Mas, como tudo nesse país, deturparam também as agências reguladoras e usaram-nas de cabide político e balcão de negócios. Pelo menos é o que parece! Como diz o Ricardo Petraglia do MobDick Show, faz a gente parar para pensar se a sigla que significava Agência Nacional da Vigilância Sanitária passou a significar Agência de Viabilização de Importados Sociedade Anónima. Quando o governo libera a compra de Coronavax sem autorização da ANVISA mostra que este é um órgão sem poder.
Mas isso é só um exemplo, porque pior é o que vou escrever agora.
A Anvisa tentou derrubar a liminar que a Abrace tem. A Abrace, junto com outras 30 associações, cuidam aproximadamente de 30 mil pacientes e são detentoras do know how brasileiro, além de terem capilaridade nacional e conhecerem as agruras do dia-a-dia do acolhimento de pacientes, que não têm mais onde pedir ajuda.
Se por um acaso as associações parassem hoje de trabalhar, como ficaria o fornecimento de remédios para essas pessoas, que não têm como pagar e precisam de THC na formulação do medicamento? Vão jogar para o SUS (Sistema Único de Saúde) e fazer todos os brasileiros fomentar o mercado internacional a alto custo?
Não seria muito mais fácil, justo e democrático criar um panorama de criação de emprego e rendimento e gerar pesquisa e tecnologia nas instituições federais e privadas do país se fomentássemos as associações?
Claro que seria! Até porque já existem projectos para cultivo na Anvisa prontos, que o último presidente Willian Dib deixou (não é o melhor mas já existe), além da PL 399.

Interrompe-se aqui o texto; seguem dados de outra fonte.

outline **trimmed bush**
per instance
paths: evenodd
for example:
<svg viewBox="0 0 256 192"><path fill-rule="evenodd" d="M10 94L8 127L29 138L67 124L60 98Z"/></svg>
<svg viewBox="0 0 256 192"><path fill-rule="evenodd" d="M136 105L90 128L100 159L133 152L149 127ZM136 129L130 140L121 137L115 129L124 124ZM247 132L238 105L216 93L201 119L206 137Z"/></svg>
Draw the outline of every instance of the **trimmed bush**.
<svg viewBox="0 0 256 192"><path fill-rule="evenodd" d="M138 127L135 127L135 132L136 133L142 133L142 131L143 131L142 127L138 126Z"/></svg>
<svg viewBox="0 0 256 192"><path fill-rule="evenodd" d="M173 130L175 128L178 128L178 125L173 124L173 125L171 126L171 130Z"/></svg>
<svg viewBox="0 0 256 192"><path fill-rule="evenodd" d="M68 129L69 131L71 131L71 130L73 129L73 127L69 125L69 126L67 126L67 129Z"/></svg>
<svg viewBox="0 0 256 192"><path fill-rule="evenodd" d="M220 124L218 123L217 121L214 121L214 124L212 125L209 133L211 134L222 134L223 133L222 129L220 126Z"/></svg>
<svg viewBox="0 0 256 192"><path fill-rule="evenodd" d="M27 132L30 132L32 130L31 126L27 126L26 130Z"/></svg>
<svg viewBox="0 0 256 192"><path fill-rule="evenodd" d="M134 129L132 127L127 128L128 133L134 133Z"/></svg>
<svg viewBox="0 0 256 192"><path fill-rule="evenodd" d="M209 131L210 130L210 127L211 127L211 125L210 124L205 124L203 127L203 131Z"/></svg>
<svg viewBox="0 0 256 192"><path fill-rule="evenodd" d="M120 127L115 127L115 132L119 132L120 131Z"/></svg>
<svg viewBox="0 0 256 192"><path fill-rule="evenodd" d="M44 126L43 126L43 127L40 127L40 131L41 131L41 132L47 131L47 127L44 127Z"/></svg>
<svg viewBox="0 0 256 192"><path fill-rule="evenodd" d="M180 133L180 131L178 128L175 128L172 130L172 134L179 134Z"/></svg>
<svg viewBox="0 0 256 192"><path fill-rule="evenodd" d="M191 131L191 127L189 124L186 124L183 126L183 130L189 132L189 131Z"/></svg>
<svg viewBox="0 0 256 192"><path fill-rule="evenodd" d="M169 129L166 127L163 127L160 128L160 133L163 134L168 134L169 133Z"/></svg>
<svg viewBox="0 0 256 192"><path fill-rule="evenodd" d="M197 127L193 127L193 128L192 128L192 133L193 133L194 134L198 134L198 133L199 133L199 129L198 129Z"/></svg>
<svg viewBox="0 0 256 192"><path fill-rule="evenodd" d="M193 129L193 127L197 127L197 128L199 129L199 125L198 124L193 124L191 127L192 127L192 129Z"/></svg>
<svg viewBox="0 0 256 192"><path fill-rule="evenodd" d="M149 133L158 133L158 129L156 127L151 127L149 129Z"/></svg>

Mas a política de interesses e com perfil ideólogo, pensando em agradar bancadas, colocou lá um Militar. Nada contra, mas está a mostrar-se encabrestado e de certa forma anti-patriótico, pois essa atitude fere o princípio básico das Forças Armadas do Brasil, que é o patriotismo e a defesa do interesse nacional. Precisamos ter soberania de produção, principalmente quando se trata de Saúde Pública.
Sim, isso mesmo, e entenda, hoje, no modelo actual, todo o produto autorizado pela Anvisa tem que ser importado, ou seja, fomentamos o mercado internacional, usando como financiador desse projecto pacientes brasileiros. Isso não é justo e é quase um crime pior que o cultivo em terras brasileiras — e o pior é que falamos isso como se a canábis fosse proibida de facto e todos sabemos que não é, ela está aí, fácil de conseguir em qualquer cidade brasileira, mas os pacientes que utilizam para fins terapêuticos caem na vala comum da ilegalidade.
Mas todo o facto tem um lado bom, e o lado bom desse facto é que a oposição da Anvisa uniu ainda mais as associações. E o coro não foi só para defender essa injustiça com a Abrace, mas sim para pedir que todas as associações tenham o mesmo direito. Se o Governo Federal for inteligente (que não foi até agora no assunto canábis) usa essa rede, pronta para produzir remédio para os brasileiros, e isso pode ser muito mais barato em comparação com os 264 milhões que o BNDES (Banco Nacional do Desenvolvimento Económico e Social) trouxe para a indústria farmacêutica do Paraná, e talvez 10% dessa verba resolvesse o problema.
Além disso, colocaria a Fio Cruz, EMBRAPA e as Universidades Federais em pé de igualdade de instituições de mesmo carácter do resto mundo, que já está a desenvolver ciência e tecnologia nesse novo mundo verde.
E isso não é um favor para as associações, mas sim um reconhecimento pelos serviços prestados à sociedade e aos pacientes brasileiros, desempenhando um papel que deveria ser do Estado e não empurrar esse custo para o SUS, que já tem o cobertor curto, modelo que está a desenhar com a judicialização dos importados.
Felizmente, desta vez a Abrace ganhou a autorização de cultivo e a Anvisa perdeu!
Por isso caro leitor, assim que ler esse texto, apoie a existência das associações, pois se você ainda não precisou, um dia pode precisar! Nesse momento, não queira ficar refém da Big Farma. Nada contra o capital, até porque acredito que capital e social se complementam neste novo mundo do século 21, pós-COVID, mas sim contra o modelo predatório e canibal, que às vezes se apresenta no mercado da Saúde.